The whole of the atmosphere outside

Roskilde 2026

the leaning fruit in the fjord,

This strain of wind on the glacial valley.

It is a woman

who knows the joy,

of entwining with her body

Someone for whom she burns.

This strain of pleasure that still no other gave her.

Cloudily woven,

it is the breeze.

In a brief shiver, arm extended

through the fjord’s loins, toward her fleece.

For a morning walk along the shore. Not a single human soul has yet trodden here. The fjord steams with fog and earth powder, endorsing birdsongs through the winter. The air is so full of cold and wooden tempers that I can only breathe deeper. It is as if I could swallow the birds, as if they might land in my mouth, as they do in the holes in the ice. All these birds splashing down—an avian desire to break the surface of the earth, leaving sparse bouquets of feathers to be swallowed.

Birds bore through skies and waters.

Once, I was longing for holding it—the landscape. After having encountered laughter on its lips, blood on its cheeks, tears in its eyes, after its trembling lips had parted my dress, lifted my breasts upon my heart, after its hand that turned pink had searched underneath, there where words elude themselves, the sanctuary of our reasons. The lonesome soul leaning on the ice is now looking for a buoy to freeze.

I would drink over there, during winter times. I would bite the pulp of the fruits which, from his bare branches toward me had leaned. A single of these was so filled with flavor, upon lips filled with desire. For the fruit that falls from the tree shuts down our living thoughts. We conceal in silence and freeze. We see the buoys on the fjord as candied fruits for the sea to preserve in the saltiness of eternity. These are round epidermises, dyed from pleasure, blooming on branches, orange within their foliage; it is a happy profusion that softens as the days go by. We live watching the fruits of our deeds. Branches lean on the shore and grow heavy with sweet flavor, loosening their favorable perfumes upon lips. The fruits fresh robes thicken and arch; some fall, pearls among the ice; a little juice seeps. It is free for the birds to pick up or stare.
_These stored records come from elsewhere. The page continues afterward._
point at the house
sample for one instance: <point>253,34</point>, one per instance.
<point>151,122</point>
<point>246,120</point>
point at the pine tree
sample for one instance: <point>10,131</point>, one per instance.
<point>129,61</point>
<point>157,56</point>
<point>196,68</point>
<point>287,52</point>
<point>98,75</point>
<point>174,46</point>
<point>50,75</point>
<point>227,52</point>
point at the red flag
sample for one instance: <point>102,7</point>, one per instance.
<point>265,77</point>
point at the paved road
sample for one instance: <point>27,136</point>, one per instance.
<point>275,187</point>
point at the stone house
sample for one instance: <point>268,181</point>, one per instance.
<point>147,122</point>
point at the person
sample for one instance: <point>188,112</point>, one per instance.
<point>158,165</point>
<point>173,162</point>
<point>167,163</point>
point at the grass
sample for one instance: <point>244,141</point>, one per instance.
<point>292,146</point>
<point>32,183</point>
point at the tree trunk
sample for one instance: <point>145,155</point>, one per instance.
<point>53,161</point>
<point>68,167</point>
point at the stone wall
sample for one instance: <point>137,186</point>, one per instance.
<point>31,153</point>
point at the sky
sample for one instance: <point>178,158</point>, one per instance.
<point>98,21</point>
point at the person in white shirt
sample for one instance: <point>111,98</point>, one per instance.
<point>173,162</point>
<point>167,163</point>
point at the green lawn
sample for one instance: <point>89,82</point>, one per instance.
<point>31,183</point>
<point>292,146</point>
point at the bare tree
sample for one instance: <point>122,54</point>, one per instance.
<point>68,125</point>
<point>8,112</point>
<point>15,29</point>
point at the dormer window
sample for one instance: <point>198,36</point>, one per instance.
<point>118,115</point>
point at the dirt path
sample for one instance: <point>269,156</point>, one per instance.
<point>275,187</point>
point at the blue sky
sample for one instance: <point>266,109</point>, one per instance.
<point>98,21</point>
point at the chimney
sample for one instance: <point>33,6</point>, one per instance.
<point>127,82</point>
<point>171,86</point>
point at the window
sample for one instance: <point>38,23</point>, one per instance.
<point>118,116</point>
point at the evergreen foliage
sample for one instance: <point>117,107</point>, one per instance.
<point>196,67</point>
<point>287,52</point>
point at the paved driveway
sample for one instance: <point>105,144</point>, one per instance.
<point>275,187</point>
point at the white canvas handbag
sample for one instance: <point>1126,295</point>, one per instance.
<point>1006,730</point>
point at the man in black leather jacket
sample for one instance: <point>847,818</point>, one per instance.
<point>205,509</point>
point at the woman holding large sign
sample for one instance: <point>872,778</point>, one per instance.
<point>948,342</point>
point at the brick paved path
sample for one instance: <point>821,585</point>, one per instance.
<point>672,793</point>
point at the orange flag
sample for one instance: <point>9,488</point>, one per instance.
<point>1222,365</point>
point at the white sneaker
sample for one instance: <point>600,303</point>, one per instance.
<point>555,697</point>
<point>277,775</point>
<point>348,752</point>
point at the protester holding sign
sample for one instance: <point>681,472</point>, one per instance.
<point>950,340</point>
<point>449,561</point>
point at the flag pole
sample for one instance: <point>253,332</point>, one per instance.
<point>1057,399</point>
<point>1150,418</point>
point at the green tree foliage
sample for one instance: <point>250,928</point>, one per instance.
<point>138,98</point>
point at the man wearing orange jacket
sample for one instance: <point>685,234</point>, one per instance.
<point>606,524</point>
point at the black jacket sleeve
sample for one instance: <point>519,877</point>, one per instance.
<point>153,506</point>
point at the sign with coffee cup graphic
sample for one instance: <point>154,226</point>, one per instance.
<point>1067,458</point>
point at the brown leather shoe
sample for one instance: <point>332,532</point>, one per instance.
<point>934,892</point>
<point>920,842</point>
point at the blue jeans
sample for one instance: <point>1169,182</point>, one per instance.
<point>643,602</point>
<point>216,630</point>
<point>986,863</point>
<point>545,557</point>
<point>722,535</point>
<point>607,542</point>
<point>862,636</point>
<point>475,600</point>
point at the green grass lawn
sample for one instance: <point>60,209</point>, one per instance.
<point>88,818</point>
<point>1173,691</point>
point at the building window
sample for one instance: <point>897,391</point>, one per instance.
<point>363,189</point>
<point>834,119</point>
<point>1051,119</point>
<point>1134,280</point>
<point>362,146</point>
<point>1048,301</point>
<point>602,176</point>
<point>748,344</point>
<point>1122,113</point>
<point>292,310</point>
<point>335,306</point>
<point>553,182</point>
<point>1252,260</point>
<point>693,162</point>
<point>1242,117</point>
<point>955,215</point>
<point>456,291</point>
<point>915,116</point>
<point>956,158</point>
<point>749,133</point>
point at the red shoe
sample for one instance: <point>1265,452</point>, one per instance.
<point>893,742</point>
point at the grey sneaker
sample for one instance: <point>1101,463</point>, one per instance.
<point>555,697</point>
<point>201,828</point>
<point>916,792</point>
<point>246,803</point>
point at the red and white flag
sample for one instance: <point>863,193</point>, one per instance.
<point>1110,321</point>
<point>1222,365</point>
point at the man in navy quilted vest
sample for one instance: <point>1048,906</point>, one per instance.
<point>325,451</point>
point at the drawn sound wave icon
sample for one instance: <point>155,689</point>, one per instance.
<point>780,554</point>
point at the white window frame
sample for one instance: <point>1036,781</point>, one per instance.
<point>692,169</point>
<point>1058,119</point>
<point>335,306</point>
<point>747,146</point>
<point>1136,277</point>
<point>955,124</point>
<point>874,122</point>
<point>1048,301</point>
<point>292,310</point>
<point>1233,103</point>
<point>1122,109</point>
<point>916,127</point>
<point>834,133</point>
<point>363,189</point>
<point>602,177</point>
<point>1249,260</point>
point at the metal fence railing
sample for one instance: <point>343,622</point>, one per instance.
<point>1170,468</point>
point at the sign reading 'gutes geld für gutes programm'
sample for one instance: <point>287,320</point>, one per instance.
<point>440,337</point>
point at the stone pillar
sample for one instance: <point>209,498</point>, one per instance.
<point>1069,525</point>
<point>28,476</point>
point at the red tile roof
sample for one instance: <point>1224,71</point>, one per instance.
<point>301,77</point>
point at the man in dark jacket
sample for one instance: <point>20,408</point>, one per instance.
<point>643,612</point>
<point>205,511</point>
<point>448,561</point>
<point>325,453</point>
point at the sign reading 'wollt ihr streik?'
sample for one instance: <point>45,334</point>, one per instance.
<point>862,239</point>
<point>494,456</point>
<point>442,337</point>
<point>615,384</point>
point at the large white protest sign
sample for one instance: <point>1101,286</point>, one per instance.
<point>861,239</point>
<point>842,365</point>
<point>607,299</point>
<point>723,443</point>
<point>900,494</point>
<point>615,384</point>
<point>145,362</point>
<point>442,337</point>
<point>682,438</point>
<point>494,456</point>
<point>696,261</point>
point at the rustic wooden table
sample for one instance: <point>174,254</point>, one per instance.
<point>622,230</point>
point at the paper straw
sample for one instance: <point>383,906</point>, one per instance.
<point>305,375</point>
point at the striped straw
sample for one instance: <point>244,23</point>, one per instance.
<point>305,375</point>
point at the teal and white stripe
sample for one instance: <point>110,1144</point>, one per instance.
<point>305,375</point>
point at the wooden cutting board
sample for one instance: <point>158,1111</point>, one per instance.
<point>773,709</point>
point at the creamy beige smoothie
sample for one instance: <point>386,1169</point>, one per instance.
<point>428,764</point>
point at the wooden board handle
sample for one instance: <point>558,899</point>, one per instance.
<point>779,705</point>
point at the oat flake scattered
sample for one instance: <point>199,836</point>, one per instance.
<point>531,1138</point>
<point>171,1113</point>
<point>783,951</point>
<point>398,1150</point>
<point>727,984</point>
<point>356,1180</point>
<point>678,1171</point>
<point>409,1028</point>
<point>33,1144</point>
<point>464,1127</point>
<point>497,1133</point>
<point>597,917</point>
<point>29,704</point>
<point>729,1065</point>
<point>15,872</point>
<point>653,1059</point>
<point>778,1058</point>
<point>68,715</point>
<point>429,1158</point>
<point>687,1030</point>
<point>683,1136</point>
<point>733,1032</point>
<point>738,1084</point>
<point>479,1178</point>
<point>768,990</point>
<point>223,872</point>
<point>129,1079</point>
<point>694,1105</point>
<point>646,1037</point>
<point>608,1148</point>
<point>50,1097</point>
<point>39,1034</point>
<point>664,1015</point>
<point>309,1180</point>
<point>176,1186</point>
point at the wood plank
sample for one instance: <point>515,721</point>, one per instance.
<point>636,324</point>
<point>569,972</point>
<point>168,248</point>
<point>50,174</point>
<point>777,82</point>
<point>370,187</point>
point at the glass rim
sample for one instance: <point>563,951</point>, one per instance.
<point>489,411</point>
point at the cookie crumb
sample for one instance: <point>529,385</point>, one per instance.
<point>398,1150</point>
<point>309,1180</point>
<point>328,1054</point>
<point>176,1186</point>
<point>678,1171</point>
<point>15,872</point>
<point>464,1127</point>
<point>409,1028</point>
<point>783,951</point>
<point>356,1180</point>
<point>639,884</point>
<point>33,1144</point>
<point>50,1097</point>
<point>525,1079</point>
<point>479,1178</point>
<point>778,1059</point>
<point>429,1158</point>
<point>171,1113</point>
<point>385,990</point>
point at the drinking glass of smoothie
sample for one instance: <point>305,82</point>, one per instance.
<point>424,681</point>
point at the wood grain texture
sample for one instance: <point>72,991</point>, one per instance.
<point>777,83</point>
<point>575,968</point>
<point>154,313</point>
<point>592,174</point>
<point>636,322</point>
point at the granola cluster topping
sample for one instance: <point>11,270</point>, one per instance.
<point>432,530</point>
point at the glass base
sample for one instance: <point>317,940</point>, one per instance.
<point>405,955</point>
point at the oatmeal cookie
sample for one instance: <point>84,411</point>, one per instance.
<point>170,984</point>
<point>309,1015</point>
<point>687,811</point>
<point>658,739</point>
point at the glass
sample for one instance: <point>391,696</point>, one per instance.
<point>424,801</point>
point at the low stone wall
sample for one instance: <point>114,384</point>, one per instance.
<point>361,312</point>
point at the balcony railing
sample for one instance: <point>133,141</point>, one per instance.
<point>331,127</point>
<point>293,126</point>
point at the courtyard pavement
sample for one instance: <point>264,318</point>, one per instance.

For each buoy set in black ice, a wax drop flows. Candles cry in the church. It leaks along sticks and marble heritage, descends to the ground along with the coins clinking inside the collection box. To each donation—metal tinkling from a purse, follows a wax round that leans towards the flame. A scent of cold, dusty stone and incense rises after the mass, as the sea deepens in frost. Pricked is the ice for birds to feed, webbed feet settled on the lake sheet.